L’emploi à contre courant

Autrices, auteurs & résumé
Par
Sabine Le Bayon ;

Dans la zone euro, même si la croissance a été faible au premier semestre 2024, le taux de chômage est resté stable à 6,5% de la population active. Il a même légèrement baissé durant les derniers mois, atteignant 6,4% de la population active en août 2024, soit son plus bas niveau depuis 1999.

Aux États-Unis, malgré la forte croissance, le taux de chômage a amorcé une remontée depuis le point bas du premier trimestre 2023, à 3,5% et atteint désormais 4% au deuxième trimestre 2024. En effet, la productivité américaine a nettement augmenté entre mi-2023 et mi-2024 (+2,8% sur un an), contrairement à la zone euro où elle a diminué (-0,3%). Dans les deux zones, la population active a progressé à des rythmes similaires (entre 0,5 et 1% sur un an), ce qui n’a donc pas eu d’influence sur les évolutions relatives récentes du taux de chômage (tableau 1).

La stabilité du taux de chômage dans la zone euro masque néanmoins des dynamiques différentes entre les quatre plus grands pays : une baisse du taux de chômage en Espagne et en Italie, pour revenir vers les niveaux observés avant la crise financière de 2008 ; une légère augmentation depuis mi-2023 en France et en Allemagne. Le taux de chômage italien est désormais inférieur à celui français (graphique 1).

En Allemagne, un ralentissement des créations d’emplois a été observé depuis la mi-2023. C’est également le cas en France. Au contraire, en Espagne, les créations d’emplois sont restées dynamiques.

Au Royaume-Uni, le taux de chômage a été quasiment stable entre le deuxième trimestre 2023 et le deuxième trimestre 2024 mais il se situe sur une tendance faiblement haussière depuis mi-2022. Il reste faible, à 4,2% au deuxième trimestre 2024. La croissance du PIB et la légère décrue de la population active ont compensé les gains de productivité.

Au Japon, malgré une faible croissance, le taux de chômage est resté faible, dans un contexte de recul de la productivité par tête. Malgré la baisse de la population totale, la population active continue de croître grâce à l’augmentation du taux d’activité des femmes et des seniors.

Graphique 1. Taux de chômage mensuel
Tableau 1. Décomposition du taux de chômage sur un an
Evolution en % Population active (a) Productivité par tête (b) PIB (c) Variation du taux de chômage (a) + (b) - (c)
Allemagne 0.8 −0.4 0.0 0.5
France 0.6 0.5 1.0 0.1
Italie 0.7 −0.9 0.6 −0.9
Espagne 1.6 1.1 3.1 −0.4
Zone euro 0.9 −0.3 0.6 0.0
Royaume-Uni −0.3 0.9 0.7 −0.1
Etats-Unis 0.6 2.8 3.0 0.4
Japon 0.4 −1.2 −0.9 0.0
Notes: Il s’agit précisément de l’évolution sur un an entre le T2 2023 et T2 2024.
L’evolution du taux de chômage est en point de population active.
La variation du taux de chômage est approximée par la somme du taux de croissance de la population active et de la productivité par tête de laquelle est retranché le taux de croissance du PIB.
Sources: comptabilités nationales, calculs OFCE.

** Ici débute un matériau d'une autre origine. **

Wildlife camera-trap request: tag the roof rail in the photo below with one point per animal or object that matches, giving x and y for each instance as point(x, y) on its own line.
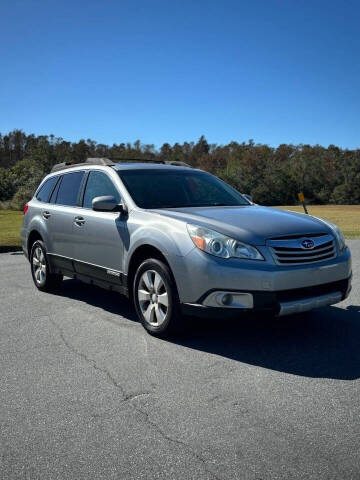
point(89, 161)
point(177, 163)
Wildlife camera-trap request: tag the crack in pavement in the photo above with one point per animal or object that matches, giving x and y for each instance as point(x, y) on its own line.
point(129, 397)
point(34, 347)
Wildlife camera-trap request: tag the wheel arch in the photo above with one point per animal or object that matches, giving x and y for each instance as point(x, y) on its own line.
point(140, 254)
point(33, 236)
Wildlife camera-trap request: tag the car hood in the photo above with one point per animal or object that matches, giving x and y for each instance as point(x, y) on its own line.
point(251, 223)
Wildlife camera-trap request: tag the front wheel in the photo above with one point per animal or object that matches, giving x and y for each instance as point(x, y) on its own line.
point(43, 278)
point(156, 298)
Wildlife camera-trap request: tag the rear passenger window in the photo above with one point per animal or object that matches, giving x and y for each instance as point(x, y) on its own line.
point(99, 185)
point(45, 191)
point(69, 188)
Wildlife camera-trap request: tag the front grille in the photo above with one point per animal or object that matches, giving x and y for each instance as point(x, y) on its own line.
point(290, 251)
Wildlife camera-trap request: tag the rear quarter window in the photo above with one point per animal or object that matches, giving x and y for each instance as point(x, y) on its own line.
point(45, 190)
point(68, 193)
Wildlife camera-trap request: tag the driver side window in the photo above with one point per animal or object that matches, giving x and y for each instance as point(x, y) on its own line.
point(99, 185)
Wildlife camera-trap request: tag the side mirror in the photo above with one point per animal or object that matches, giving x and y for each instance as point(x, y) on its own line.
point(248, 197)
point(107, 204)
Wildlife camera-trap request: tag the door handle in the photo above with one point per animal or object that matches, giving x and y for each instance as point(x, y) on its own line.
point(79, 221)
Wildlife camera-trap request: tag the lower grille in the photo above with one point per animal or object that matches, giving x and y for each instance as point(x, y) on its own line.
point(292, 251)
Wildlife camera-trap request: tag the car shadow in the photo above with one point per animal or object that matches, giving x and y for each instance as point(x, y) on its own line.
point(111, 302)
point(324, 343)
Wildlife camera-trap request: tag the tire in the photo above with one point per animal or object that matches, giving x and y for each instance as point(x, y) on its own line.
point(156, 299)
point(43, 279)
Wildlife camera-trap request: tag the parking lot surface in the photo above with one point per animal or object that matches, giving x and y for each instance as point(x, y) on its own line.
point(86, 393)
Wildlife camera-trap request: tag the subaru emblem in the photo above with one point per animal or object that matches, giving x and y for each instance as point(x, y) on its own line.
point(308, 244)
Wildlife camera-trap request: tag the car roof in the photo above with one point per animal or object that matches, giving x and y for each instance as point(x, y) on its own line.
point(148, 166)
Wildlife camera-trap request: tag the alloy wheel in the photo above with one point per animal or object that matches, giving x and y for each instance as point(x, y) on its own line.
point(39, 265)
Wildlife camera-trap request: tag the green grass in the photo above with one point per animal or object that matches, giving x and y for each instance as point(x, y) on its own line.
point(10, 225)
point(347, 217)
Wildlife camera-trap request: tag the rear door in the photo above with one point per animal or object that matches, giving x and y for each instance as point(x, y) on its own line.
point(65, 200)
point(98, 236)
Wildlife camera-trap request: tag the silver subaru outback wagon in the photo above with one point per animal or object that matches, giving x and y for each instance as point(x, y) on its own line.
point(179, 242)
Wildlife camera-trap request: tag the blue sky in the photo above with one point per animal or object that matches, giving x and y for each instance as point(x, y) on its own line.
point(114, 71)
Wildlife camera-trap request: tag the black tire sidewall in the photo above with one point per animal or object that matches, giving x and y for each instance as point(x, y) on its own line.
point(172, 320)
point(47, 283)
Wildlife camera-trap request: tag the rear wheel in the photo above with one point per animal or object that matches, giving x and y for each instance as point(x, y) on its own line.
point(42, 277)
point(156, 298)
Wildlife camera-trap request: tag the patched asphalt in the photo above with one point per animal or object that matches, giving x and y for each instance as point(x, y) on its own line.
point(85, 393)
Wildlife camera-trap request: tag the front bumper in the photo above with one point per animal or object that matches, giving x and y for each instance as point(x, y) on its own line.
point(280, 303)
point(198, 273)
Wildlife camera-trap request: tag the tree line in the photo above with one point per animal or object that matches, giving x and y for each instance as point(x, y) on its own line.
point(273, 176)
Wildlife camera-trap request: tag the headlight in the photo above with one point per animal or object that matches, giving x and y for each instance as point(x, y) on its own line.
point(220, 245)
point(337, 233)
point(339, 236)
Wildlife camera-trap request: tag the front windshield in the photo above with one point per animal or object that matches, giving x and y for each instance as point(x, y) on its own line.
point(177, 189)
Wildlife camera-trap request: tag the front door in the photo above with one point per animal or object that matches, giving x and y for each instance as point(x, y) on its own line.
point(62, 209)
point(98, 236)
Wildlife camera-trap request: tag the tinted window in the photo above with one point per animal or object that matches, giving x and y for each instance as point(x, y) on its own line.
point(69, 188)
point(45, 191)
point(99, 185)
point(175, 189)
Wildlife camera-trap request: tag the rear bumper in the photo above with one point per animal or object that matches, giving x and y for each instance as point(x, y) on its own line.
point(284, 302)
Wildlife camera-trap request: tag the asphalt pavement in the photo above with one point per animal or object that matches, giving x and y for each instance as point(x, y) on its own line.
point(86, 393)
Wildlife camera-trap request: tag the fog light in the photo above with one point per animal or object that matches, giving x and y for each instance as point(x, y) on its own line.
point(227, 299)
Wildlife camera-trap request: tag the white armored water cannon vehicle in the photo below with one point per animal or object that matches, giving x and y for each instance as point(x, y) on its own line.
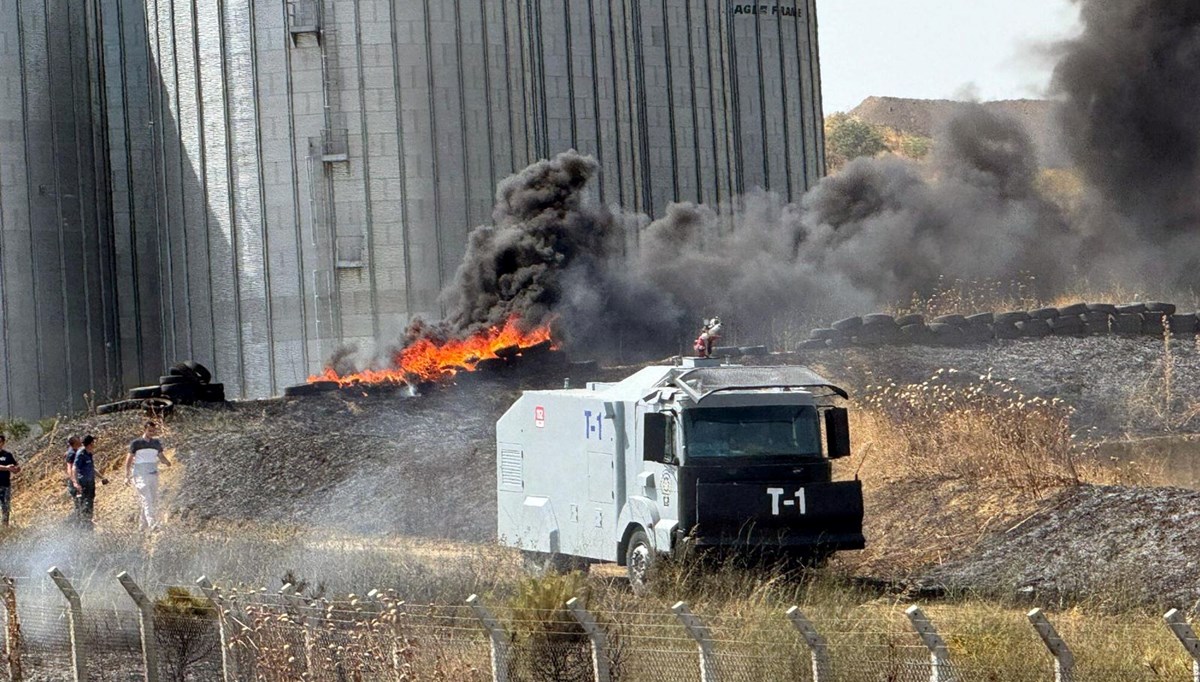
point(699, 455)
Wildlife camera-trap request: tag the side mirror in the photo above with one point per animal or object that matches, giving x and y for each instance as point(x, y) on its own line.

La croissance de l’emploi qui avait soutenu le revenu des ménages devrait s’interrompre dans plusieurs pays européens où le cycle de productivité est dégradé et où il se redresserait (comme la France et l’Allemagne). En Allemagne, l’emploi reculerait dès le troisième trimestre 2024. Le taux de chômage atteindrait 3,9% fin 2025. En France, il y aurait également des destructions d’emplois à partir du dernier trimestre 2024. Le taux de chômage remonterait à 7,7% fin 2025, dans un contexte de population active un peu plus dynamique qu’en Allemagne. A l’inverse, les créations d’emploi se poursuivraient en Espagne et le taux de chômage baisserait à 11% fin 2025. Au Royaume-Uni, le taux de chômage poursuivrait sa hausse pour atteindre 4,9% fin 2025, avec de faibles créations d’emplois. Aux États-Unis, le taux de chômage progresserait jusqu’à 4,5% en 2025. Certes il resterait à un faible niveau, mais ce mouvement reflète la décélération de l’emploi depuis plusieurs trimestres, avec même des destructions observées au premier trimestre 2024. Les créations d’emplois repartiraient au deuxième semestre 2024, mais seraient moins dynamiques que la population active, avec pour conséquence une légère hausse du taux de chômage.